Noël Audet : La Terre promise, Remember!
Après le célèbre cochon de Marie Darrieussecq (Truismes, 1996), voilà le porcin nouveau, grincheux mais cultivé. Baptisé Remember 68, il est arrivé par voie aérienne grâce aux bons soins de Noël Audet, romancier, professeur, essayiste, à qui l’on doit plusieurs romans qui ont l’espoir et le Québec au cour, dont le beau Quand la voile faseille (1980), et, le plus connu, L’Ombre de l’épervier (1988).
La littérature est ainsi faite qu’un cochon peut l’être plus ou moins, voler comme un avion dans le ciel sans bombarder ici et là les preuves de son alimentation, avec une grâce qui nous fait d’ailleurs oublier sa puanteur certaine, et un tel goût pour l’ouvre de reproduction (qui le ramène régulièrement sur terre) qu’on lui passe finalement son caractère de cochon.
Tel est Remember, dernier maillon d’une lignée de cochons-reproducteurs implantée dès 1780 en Gaspésie dans la famille Doucet, et que Noël Audet a aussi doté d’autres singulières qualités, dont celle de faire des rimes (à bien y penser, dans son cas ce serait plutôt une tare!) et celle de voyager dans le temps. C’est ainsi que le cochon s’envolera, avec à son bord, main sur le gouvernail (hmmm), Emmanuel Doucet, peintre à temps partiel, curieux à temps plein, désireux de retracer l’histoire de sa famille depuis l’arrivée de son ancêtre Nicolas Doucet à Québec en 1664, jusqu’à celle de ses descendants, en Gaspésie, puis à Sainte-Julie (incidemment toujours des Nicolas et des Gabriel; et un Xavier Audet dans le portrait).
Il fallait un courage certain pour publier aujourd’hui cette histoire (et du coup notre propre Histoire) abrégée et certes romancée de la nation canadienne-française, alors qu’indiscutablement un pan – peut-être même un pan énorme – de la population québécoise préférerait non pas oublier cette Histoire, mais l’inscrire dans un débat qui n’aurait pas été déjà, comme il promet de l’être encore, mille fois rabâché.

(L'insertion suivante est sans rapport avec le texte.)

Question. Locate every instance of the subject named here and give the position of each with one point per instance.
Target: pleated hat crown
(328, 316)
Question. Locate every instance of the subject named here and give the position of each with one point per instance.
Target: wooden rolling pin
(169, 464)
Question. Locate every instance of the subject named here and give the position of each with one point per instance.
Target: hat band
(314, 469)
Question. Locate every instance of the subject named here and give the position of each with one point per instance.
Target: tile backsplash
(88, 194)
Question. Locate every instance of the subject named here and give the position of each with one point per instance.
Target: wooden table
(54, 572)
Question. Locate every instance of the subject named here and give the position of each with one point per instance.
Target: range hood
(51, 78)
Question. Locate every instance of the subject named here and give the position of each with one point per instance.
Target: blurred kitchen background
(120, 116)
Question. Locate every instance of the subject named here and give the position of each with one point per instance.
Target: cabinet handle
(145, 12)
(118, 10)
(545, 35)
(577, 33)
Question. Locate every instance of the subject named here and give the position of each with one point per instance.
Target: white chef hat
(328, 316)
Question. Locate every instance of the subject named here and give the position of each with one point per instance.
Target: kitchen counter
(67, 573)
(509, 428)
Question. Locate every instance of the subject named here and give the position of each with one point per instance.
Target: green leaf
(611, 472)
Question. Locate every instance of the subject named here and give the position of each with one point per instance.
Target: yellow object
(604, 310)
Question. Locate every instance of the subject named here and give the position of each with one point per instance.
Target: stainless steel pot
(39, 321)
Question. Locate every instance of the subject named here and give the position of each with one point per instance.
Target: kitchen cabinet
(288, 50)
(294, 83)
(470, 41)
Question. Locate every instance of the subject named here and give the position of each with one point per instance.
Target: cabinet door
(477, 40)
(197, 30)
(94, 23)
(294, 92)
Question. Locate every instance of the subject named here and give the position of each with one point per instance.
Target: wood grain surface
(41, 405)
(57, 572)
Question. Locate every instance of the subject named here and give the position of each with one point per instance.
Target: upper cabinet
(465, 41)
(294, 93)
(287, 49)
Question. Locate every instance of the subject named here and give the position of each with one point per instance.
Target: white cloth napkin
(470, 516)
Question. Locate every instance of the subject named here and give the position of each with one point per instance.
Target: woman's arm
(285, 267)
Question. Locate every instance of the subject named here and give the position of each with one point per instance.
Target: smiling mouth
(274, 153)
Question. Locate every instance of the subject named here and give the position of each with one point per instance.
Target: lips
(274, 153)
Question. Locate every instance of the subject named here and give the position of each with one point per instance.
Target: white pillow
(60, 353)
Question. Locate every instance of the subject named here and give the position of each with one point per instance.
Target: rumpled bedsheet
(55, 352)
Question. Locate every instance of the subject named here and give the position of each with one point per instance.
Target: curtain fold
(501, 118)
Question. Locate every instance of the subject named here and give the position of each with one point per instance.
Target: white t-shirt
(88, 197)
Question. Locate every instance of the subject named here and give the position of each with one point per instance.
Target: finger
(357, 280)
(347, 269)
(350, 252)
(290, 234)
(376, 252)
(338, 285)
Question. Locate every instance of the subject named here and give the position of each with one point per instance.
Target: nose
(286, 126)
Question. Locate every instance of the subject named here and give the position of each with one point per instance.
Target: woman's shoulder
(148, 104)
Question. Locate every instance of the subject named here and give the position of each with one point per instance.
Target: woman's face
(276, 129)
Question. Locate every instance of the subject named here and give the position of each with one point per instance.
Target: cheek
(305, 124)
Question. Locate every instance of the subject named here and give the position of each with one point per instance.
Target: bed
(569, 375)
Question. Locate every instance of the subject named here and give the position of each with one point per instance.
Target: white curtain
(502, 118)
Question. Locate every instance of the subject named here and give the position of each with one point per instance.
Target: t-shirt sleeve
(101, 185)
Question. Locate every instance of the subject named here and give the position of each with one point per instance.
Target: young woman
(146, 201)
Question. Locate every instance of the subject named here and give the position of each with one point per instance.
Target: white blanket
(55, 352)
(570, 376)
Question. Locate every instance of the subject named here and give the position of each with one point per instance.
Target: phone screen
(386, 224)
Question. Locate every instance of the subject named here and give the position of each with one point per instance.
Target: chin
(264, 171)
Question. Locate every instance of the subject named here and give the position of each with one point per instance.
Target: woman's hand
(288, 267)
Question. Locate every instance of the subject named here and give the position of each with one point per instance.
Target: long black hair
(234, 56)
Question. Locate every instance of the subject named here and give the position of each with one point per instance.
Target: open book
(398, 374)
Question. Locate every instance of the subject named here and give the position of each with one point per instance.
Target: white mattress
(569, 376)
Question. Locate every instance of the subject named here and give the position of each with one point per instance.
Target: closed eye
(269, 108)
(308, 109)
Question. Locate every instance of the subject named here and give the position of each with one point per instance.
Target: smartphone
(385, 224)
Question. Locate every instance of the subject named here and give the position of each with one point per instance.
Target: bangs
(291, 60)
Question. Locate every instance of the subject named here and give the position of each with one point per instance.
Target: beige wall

Noël Audet a comme atout d’être excellent conteur, humoristique avec ça; c’est pourquoi lorsqu’il identifie les moments du passé où d’aucuns auront abandonné la nation (la bataille des Plaines, la complicité du clergé avec le pouvoir des Anglais); et ceux où, d’elle-même, elle se sera fait hara-kiri (le référendum), on a envie de s’en souvenir avec lui.
La fresque aurait sans doute bénéficié d’un certain allégement des rimes du «verrat qui parle en vers», mais la lecture est récompensée par quelques leçons d’étymologie (d’abord ce «Remember», qui veut dire «remettre ensemble les membres», puis «pétuner», «bizouner», «souffler l’allumette»), des extraits du journal de voyage de Cartier, de Champlain, de Sagard, avec aussi quelques bribes de discours et de chansons.
Pourquoi avoir choisi de voyager à dos de cochon? On pourra s’amuser à croire que le grognon au langage coloré représente l’un ou l’autre des personnages politiques qui ont jalonné notre Histoire. Ou alors, c’est cet autre célèbre personnage romanesque qui nous viendra à l’esprit, signé García Márquez (Cent Ans de solitude, 1968), et l’histoire de la famille Buendia et de ses descendants qui, s’ils n’avaient pas le groin du cochon, en avaient l’appendice. Sans toute la métaphore qu’y a mise Márquez, Noël Audet a écrit à sa manière l’histoire d’une famille et à travers elle l’histoire d’un pays. Le conte de «notre schizophrénie ordinaire». Des siècles de doute. Éd. Québec/Amérique, 1998, 355 p.